ここは小咲の家なので小咲が帰ってくるのは当たり前のこと。
とはいえ、急に身体を小さくさせられてそこまで頭が回っていなかった俺はこの身体でどう小咲と接しようか決め切れていなかった。
何はともあれこんな姿見られたら茶化されるに決まってる!!
これ以上仲が悪くなりたいとは思ってないし、早く逃げなければ!!
ゥ゛ォーー!!
俺は小咲から遠ざかろうと全力で逃げた。
ハイハイで。
まだハイハイに慣れていない俺は通常の赤ちゃんよりもハイハイのスピードは遅いだろうし、とてもじゃないが小咲が玄関からリビングに来るまでの間に逃げ切れるはずもなく、リビングに入ってきた小咲と対面した。
「……」
「マ゛ッ……(ほら見ろ……)。マンマンマ……(明らかに引いてるじゃねぇか……)」
「えーー!? 誰この子!? めちゃくちゃ可愛いんですけど!!」
予想外の反応に俺は下顎を落とした。
「……マブ?(可愛い?)マンマブ?(この俺が?)」
一瞬疑問には思ったが、赤ちゃんは無条件に可愛いので、小咲の反応にも納得がいった。
それに、よく考えてみれば赤ちゃん姿の俺を蒼真だと認識するのは至難の業。
この姿を小咲に見られてしまったのは想定外だが、蒼真だと気付かれていないだけマシだと思うことにしよう。
「あーその子? 蒼真くんの従兄弟の
……え?
百合さんなぜ嘘をついたんですか? 俺に従兄弟なんて一人もいないのですが!?
「蒼真に従兄弟なんていたっけ? ま、なんでもいっか。だってこんなに可愛いんだしぃぃぃぃ」
「マ゛ッ(や、やめろ‼︎)、マ゛ーーッ!!(頬をスリスリしてくるんじゃない!!)」
小咲からしてみればただ無邪気に子供とスキンシップを取っているだけなのだろうが、俺からすると幼馴染と頬を擦り合わせているこの状況はとてもじゃないが普通の精神では耐えられない。

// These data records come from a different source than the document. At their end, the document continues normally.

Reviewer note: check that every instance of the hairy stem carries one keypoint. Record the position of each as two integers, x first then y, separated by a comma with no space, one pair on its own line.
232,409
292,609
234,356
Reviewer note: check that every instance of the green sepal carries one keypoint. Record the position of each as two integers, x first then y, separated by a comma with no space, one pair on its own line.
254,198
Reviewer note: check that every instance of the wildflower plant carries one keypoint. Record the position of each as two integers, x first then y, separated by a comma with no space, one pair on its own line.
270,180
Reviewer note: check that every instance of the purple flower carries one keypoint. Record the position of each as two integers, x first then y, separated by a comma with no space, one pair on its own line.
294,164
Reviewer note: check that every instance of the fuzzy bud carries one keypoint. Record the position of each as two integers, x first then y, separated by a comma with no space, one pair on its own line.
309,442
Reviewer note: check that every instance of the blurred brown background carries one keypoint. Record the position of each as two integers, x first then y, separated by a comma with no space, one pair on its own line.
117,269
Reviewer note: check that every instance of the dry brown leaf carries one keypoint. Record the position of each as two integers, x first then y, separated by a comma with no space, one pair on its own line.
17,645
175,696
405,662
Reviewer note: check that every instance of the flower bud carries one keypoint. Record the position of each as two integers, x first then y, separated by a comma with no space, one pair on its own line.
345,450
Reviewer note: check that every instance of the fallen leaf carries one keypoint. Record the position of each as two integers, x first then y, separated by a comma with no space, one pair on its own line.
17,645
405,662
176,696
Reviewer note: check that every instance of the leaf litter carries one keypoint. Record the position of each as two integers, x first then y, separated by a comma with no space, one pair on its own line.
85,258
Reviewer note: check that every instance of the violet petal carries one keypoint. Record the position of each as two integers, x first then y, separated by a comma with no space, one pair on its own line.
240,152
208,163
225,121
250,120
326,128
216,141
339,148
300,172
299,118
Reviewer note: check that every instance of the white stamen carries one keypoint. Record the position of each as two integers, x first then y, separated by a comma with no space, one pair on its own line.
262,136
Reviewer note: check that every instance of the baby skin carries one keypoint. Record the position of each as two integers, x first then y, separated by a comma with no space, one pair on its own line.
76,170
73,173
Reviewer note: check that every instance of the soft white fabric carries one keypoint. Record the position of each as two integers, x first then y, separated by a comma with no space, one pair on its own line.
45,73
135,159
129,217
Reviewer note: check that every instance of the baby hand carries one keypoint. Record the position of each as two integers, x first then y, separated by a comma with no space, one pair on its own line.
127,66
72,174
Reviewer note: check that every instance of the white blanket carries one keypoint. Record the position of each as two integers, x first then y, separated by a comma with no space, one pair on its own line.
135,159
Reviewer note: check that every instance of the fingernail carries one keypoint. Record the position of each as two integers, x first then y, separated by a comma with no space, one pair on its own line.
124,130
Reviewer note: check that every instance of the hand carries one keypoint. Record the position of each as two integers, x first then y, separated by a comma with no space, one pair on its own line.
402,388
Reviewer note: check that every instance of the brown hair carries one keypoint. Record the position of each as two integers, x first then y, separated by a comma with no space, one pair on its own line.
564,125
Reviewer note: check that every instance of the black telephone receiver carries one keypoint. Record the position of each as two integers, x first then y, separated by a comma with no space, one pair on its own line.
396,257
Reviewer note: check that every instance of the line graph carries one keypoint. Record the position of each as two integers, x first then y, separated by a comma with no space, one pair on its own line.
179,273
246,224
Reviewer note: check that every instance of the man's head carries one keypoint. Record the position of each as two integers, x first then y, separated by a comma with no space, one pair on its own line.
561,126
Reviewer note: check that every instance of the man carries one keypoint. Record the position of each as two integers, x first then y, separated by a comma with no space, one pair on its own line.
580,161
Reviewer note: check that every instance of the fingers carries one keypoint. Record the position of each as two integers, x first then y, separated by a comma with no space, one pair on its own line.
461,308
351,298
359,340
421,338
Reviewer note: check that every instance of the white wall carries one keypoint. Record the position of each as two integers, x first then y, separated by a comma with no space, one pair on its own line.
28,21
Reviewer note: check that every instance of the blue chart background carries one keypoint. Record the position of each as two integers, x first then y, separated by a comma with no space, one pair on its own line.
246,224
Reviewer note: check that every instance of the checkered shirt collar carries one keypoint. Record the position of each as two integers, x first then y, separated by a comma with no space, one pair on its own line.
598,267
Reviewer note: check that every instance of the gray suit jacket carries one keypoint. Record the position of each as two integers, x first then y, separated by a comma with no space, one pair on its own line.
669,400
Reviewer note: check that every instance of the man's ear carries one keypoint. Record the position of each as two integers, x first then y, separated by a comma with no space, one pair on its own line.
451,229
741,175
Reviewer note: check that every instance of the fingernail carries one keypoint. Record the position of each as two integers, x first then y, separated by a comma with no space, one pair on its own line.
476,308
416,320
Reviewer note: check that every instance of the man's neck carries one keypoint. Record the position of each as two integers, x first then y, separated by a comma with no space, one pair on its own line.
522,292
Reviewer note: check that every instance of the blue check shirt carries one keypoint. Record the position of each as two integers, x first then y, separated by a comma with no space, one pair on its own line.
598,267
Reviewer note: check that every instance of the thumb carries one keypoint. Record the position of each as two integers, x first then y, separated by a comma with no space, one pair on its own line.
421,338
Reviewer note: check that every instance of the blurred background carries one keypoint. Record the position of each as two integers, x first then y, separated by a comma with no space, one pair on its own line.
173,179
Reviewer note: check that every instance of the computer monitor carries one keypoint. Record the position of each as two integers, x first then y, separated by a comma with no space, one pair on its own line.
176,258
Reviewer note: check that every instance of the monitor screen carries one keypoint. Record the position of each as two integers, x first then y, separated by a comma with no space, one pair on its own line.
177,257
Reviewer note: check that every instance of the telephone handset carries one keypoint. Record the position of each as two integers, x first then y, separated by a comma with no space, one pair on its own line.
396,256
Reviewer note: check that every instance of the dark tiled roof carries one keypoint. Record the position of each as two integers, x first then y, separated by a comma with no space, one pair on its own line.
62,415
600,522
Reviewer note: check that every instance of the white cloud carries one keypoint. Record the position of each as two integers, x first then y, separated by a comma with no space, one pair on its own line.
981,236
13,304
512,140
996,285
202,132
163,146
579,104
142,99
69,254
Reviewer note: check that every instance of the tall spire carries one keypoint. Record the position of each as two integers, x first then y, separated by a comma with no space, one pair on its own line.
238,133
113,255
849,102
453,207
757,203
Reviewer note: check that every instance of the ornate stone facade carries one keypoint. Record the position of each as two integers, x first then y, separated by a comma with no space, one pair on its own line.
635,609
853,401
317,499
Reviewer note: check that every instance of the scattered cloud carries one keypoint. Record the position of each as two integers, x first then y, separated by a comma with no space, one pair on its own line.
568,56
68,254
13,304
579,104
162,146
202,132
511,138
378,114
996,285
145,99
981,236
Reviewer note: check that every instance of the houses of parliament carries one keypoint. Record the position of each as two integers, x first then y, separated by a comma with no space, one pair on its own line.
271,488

「私今からご飯作らないといけないからさ、小咲自分の部屋で成那くんの面倒見てくれない?」
「こんなに可愛い子なら大歓迎!! それじゃあ成那くん連れて部屋に戻るね」
「二人で楽しんできてね〜」
「マ゛ッ!?(ゆ、百合さん!?) マンマブバンマッ!?(僕を見捨てる気ですか!?)」
百合さんが俺の言葉を理解できるはずもなく、助けを求めていたことは伝わらなかった。
とはいえ、思惑通り、といった顔で手を振る百合さんが仮に俺の言葉を理解していたとして、俺を助けてくれる気はしないのであった。